2016年の米大統領選挙で対立候補のネガティブキャンペーンが繰り広げられたことは記憶に新しいかもしれない。

最近では大量のスマートフォンを用いて機械的に「いいね」やリツイートを量産するBOTというシステムが用いられている。

実在する人物のアカウントが売買の対象となり、虚偽の世論を形成するビジネスまで生まれている。

Facebook社は表現の自由を最大限認めるとしつつもこのようなデマやフェイクに対処する方針を示しているが、フェイクを生み出す技術も日々進歩しており、規制とのイタチごっこになっている。
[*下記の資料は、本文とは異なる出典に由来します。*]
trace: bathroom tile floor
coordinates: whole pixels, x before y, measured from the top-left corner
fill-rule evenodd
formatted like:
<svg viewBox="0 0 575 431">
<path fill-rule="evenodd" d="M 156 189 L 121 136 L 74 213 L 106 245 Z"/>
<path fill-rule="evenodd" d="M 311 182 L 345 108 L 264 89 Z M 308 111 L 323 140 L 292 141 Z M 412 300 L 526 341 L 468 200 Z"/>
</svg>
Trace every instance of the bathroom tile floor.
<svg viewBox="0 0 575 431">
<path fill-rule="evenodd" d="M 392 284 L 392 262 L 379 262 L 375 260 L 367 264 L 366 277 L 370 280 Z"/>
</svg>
このように、現代が生み出したSNSはデマを生み出し即座に拡散することに非常に優れている。

焦りや嫌悪感、怒りと言った負の感情を刺激されると、人はその投稿を拡散するという行動を取りがちなのだ。

COVID-19がパンデミックを引き起こしている現在は、誘拐事件が多発していたメキシコの町と状況が似ている。
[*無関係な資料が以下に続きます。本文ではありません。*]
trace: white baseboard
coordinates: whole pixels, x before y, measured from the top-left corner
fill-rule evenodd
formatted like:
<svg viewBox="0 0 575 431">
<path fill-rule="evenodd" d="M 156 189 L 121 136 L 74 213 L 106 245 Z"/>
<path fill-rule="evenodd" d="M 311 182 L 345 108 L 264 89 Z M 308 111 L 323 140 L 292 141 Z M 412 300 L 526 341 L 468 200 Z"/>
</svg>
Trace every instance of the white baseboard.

正確な情報がない中で人々は不安を抱えながら日々を過ごし、不確実なデマに流されやすくなっているのだ。

しかし感染症のパンデミックが異なるのは、そこに犯人がいないということだ(陰謀説もささやかれてはいるが)。

世界中がCOVID-19の1日も早い収束を祈っており、そのために協力して感染拡大を防ぐ必要がある。

 

もちろん一番大事なのは、手洗いうがい、不要不急の外出を避ける、といった地道な努力だ。
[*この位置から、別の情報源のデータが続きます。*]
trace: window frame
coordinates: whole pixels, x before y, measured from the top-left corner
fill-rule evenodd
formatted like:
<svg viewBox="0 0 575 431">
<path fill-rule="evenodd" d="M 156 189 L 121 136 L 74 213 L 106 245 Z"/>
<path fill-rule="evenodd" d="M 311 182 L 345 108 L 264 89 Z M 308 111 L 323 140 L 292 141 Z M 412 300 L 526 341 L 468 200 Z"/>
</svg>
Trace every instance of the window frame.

ただ「デマに流されない」という観点から考えると、私たちに求められるのは「情報を鵜呑みにしない」ことだと思う。

トイレットペーパーがない、と言われて焦る気持ちはわかる。誘拐事件の犯人が捕まった、と言われて怒りを感じるのもわかる。

ただそこで、買い占めよう、犯人を殺そう、という行動に走る前に、立ち止まって考えてほしい。「もしこれが嘘だったら?」と。

あるNPOが画期的な取り組みを行っている。SNSで真偽不明の情報が投稿された時、その対立意見となる投稿を関連として添付してくれるのだ。

ちょっとだけ立ち止まって、いろんな角度から考えてみる。そのちょっとした心がけの積み重ねが、もっと優しい社会を作れるかもしれない。